Ian Funk, pastor of Langley (B.C.) Mennonite Fellowship, anticipates graduating in 2023 from the Connect program of Anabaptist Mennonite Biblical Seminary (AMBS) with a Master of Divinity degree. Students can complete the distance-friendly program online with weeklong visits to the seminary’s Elkhart, Indiana, campus once or twice a year.
What influenced you to study at AMBS?
Funk: When asked why I’m studying at AMBS, I often say that I need at least two good sermons, and I only have one. I’m only sort of joking; really, I only have one good sermon. I may tweak it or pad it with a new anecdote, but my sermons, at best, are a variation on a theme: God is love.

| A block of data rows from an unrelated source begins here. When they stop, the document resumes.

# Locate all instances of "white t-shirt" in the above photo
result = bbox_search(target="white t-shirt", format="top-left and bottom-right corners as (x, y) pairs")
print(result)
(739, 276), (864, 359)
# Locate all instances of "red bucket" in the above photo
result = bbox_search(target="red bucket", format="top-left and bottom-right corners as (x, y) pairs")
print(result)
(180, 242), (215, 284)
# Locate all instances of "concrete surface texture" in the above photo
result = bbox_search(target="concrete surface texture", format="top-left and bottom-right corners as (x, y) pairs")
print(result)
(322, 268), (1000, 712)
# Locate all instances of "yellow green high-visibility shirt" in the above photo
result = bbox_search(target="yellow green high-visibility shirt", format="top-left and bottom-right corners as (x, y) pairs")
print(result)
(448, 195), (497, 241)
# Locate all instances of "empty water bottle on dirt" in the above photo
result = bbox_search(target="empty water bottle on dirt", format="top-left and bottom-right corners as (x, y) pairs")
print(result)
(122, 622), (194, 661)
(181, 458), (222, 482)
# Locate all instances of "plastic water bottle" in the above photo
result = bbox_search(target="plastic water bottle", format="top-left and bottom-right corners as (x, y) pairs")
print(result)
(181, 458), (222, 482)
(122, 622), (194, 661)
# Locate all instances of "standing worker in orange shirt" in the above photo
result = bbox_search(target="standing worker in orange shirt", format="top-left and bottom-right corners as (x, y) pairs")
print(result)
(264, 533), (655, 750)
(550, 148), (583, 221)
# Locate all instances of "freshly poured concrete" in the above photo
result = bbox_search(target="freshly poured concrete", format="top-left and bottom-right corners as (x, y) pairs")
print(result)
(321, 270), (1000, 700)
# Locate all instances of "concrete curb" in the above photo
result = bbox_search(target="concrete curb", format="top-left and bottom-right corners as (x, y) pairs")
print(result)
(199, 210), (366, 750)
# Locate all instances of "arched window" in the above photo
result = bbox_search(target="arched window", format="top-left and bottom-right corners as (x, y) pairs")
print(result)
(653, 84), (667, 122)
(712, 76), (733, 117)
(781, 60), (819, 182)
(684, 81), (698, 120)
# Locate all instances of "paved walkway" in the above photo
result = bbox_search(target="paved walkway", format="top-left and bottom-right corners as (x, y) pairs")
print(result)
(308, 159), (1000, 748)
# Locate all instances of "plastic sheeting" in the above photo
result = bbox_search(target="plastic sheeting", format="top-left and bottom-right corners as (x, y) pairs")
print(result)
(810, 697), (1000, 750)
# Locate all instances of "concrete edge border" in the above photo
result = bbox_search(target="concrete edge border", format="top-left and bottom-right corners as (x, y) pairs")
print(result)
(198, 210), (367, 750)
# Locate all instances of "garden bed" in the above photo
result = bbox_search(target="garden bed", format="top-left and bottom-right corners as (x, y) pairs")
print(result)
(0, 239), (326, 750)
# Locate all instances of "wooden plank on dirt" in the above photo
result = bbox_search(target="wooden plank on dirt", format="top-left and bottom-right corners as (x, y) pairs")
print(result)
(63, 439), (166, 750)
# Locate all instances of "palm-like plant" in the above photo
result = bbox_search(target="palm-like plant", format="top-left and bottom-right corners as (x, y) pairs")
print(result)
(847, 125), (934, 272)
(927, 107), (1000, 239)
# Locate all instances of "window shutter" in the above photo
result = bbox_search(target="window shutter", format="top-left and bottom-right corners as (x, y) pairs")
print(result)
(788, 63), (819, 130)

In 2015, I was a letter carrier with Canada Post by day and an opera singer in the evening, but then my church graciously invited me to be their pastor. When I answered the call, this singing mailman had to go back to school. I needed to equip myself to serve my community well—and I needed to find that second sermon.
I began my Master of Divinity at a local university. It was a fantastic school. The professors were excellent, and I found myself in a vibrant, diverse cohort of classmates. I soon realized, however, that as a pastor whose identity was intimately tied to my Mennonite community, I needed to attend a school that could guide me to be the Anabaptist pastor I was to become. I switched to AMBS in August 2016.
Tell us about your experience.
Funk: In AMBS’s learning community, I’ve felt like I shared a common practice, an understanding of how to gather and experience church, a sense of communal worship and discernment. This was familiar to me, and it’s been important for me to learn and grow in this context—in a place that makes sense to me and matters to me, a place that is warm, welcoming and supportive.
But it hasn’t all been familiar. AMBS is a diverse and increasingly global community that understands that there is no one way to be Anabaptist. This has made it an ideal place for me to do the difficult and gratifying work of learning where I fit within the Anabaptist mosaic and why Anabaptism matters to me, my community and the world.
I’m not sure I’ve found my second sermon yet, but I like to think that the sermon I now have is more rooted and resourced, informed, sensitive, aware and relevant. My years at AMBS have changed me and my sermon, and I feel blessed.